Kari Esser: Thank you.
Sarah Gunderson: Thanks for having us.
Chin: Well so to start, for listeners who might not know what an occupational therapist or a speech-language pathologist is, can you each explain a bit about what your roles are, the work you do for a general population outside of cognitive impairment and then the education training required for each of your positions?
Gunderson: For an occupational therapist (OT), I'll start with our education. Our training involves either a master's degree or a doctorate. A master's in OT or a doctorate in occupational therapy. You go and get a bachelor's degree, which is typically in biology, kinesiology, psychology, or similar, and then move on to get the master's or doctorate. That training includes at least six months of fieldwork where you're working in an actual occupational therapy setting and you have a fieldwork supervisor. That's some hands-on training. Then you sit for a national certification exam and have to pass that exam and get state licensure. Then you're an occupational therapist.
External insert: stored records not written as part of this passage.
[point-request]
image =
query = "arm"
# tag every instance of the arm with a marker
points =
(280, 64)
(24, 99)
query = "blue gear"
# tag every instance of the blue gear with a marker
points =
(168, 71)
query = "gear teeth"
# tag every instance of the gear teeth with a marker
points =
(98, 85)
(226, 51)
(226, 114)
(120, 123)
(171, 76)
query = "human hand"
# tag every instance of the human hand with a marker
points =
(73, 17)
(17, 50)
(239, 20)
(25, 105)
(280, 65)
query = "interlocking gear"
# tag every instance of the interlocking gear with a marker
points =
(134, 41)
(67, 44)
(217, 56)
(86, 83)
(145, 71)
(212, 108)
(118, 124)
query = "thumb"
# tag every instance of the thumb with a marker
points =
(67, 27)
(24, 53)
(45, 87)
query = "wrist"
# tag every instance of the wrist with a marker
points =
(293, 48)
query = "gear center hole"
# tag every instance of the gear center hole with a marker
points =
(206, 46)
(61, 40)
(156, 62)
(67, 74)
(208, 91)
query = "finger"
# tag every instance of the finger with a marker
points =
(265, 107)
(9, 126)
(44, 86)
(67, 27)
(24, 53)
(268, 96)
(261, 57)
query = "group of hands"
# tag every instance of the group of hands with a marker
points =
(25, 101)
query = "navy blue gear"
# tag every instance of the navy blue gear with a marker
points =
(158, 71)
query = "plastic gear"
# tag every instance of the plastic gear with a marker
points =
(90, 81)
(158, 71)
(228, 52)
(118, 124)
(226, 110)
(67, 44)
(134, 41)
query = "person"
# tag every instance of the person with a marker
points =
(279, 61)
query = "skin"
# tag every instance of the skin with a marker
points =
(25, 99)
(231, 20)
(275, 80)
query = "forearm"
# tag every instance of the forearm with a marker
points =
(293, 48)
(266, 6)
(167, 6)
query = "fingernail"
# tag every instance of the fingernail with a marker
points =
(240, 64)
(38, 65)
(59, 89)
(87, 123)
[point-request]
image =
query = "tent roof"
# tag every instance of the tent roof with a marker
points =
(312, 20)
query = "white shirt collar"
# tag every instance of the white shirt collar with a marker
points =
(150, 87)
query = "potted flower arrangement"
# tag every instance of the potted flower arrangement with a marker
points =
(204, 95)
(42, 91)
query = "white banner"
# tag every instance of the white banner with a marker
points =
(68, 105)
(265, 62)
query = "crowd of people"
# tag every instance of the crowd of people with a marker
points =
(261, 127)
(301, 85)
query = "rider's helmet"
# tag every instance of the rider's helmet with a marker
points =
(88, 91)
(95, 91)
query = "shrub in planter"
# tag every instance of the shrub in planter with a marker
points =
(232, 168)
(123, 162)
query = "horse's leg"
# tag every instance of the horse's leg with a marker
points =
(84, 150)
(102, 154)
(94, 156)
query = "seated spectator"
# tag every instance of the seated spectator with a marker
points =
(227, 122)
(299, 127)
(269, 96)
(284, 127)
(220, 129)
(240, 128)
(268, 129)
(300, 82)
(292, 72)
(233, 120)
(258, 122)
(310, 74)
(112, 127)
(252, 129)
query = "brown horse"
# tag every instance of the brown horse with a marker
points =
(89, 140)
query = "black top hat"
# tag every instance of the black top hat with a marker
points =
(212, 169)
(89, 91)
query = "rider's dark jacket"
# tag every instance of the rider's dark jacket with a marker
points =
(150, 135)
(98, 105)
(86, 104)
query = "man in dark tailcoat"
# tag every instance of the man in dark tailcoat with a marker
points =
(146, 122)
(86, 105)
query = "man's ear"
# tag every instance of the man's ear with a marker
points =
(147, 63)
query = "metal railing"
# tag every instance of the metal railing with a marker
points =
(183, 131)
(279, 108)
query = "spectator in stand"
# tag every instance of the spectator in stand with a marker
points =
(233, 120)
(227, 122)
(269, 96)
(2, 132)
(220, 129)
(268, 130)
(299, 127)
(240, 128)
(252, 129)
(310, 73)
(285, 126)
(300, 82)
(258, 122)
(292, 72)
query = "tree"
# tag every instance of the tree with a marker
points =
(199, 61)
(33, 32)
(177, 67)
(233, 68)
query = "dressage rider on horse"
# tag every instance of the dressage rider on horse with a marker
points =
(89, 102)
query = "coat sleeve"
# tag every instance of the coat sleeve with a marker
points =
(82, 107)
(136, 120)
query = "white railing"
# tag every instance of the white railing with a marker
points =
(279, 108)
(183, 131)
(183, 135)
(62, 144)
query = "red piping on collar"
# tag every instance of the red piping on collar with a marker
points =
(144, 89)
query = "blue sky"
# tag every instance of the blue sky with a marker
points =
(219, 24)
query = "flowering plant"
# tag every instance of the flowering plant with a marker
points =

Chin: That's the training, Sarah. Then how about the particular roles that you have, the work you do for a population that does not have cognitive impairments?
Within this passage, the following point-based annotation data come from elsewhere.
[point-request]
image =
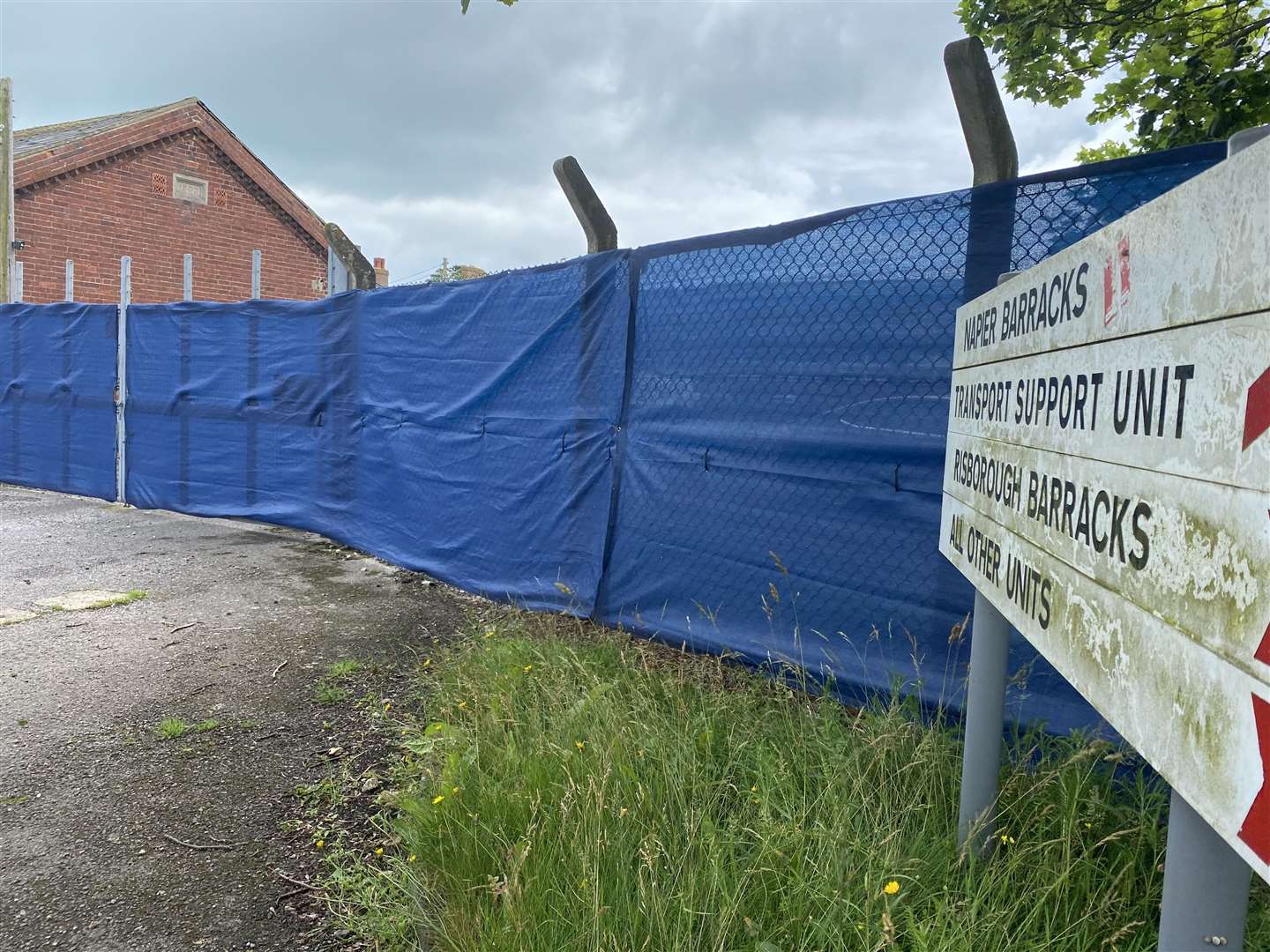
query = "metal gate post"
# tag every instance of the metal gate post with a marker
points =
(1206, 886)
(121, 387)
(984, 723)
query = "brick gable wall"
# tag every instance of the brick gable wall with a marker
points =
(124, 206)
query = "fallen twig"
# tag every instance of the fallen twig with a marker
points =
(297, 882)
(201, 845)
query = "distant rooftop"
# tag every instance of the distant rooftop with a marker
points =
(41, 138)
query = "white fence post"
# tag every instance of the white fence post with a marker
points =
(121, 389)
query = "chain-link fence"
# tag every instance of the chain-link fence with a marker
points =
(733, 442)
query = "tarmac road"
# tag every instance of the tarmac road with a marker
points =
(88, 790)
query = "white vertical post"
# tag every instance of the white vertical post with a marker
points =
(121, 390)
(1206, 885)
(984, 724)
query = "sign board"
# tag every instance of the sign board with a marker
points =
(1108, 480)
Gunderson: Sure. Occupational therapy as a field is quite broad so we can work with a large variety of individuals. Our overall goal is really to help individuals improve or recover or maintain their skills for daily living. Those living skills really can range from basic self-care activities like brushing teeth or getting dressed to very high-level activities such as cooking or driving, school or work. Then within OT there are a number of different specialties. That could involve rehabilitation, which is what my role is. Pediatrics. OTs can work in mental health. There's health and wellness roles. OTs can work in work and industry. The client base is really broad and so are the settings. OTs can work in home. There's birth to three programs in the home. There's home health which a lot of people are very familiar with. OTs can work in hospitals, outpatient clinics, in workplaces for larger workplaces and then in community practice. As I said, it's really broad. Occupational therapy can look very different depending on the client as well as the setting. We can work with individuals that have neurological or neurodegenerative disorders, like stroke or dementia. We can work with individuals that have orthopedic issues, so issues with the bones or joints or muscles of the arm or hand, individuals with low vision, children that have cognitive or physical disabilities or sensory processing challenges, those with mental health challenges or those who have workplace injuries or who are just interested in injury prevention. OT can work with each of them. Again, the goal is just really to improve the ease and independence of performing daily activities, trying to help clients achieve their most productive and satisfying lives.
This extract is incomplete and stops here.